Parameters operate independently of your data connections and your visualizations, so you cannot create a parameter which is dynamically updated based on the results of a query or a calculation. However, you may still be able to solve the problem you described using calculated fields alone.
Your calculation for the first sheet requires a specific level of detail -- in this case 'Identifier' -- to define the window scope used in the WINDOW_MEDIAN function. Is it possible for you to use that same table calculation and level of detail in your second sheet that involves a secondary data source?
If possible, please post a sample workbook that demonstrates your data and sheet configuration so we can try to work through a solution.

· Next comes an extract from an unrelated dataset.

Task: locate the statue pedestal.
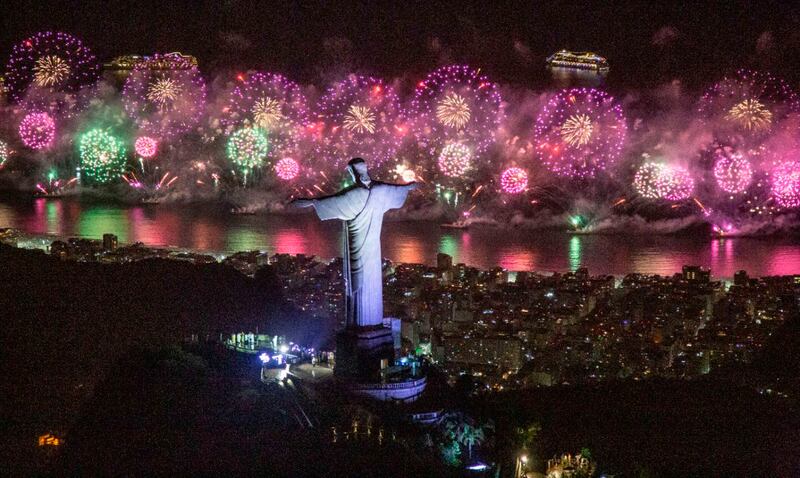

Thanks for the quick response - I've attached a sample workbook that illustrates what I'm trying to do - I have two sheets, one for a set of apartments and one for a single apartment. The first sheet is the average months rented by apartment for the larger set. I would like to take the median of that sheet and bring it onto the second sheet where I've calculated the average months rented for the single apartment to use in a formula (I've created the formula but get a data error when I try to bring it onto a view). In addition, is it possible to have both worksheets operate off the same filter (I've linked them based on the "floor" column, and ideally if I changed the filter for floor on sheet2, the filter on sheet1 (which is from a different data source) would also change.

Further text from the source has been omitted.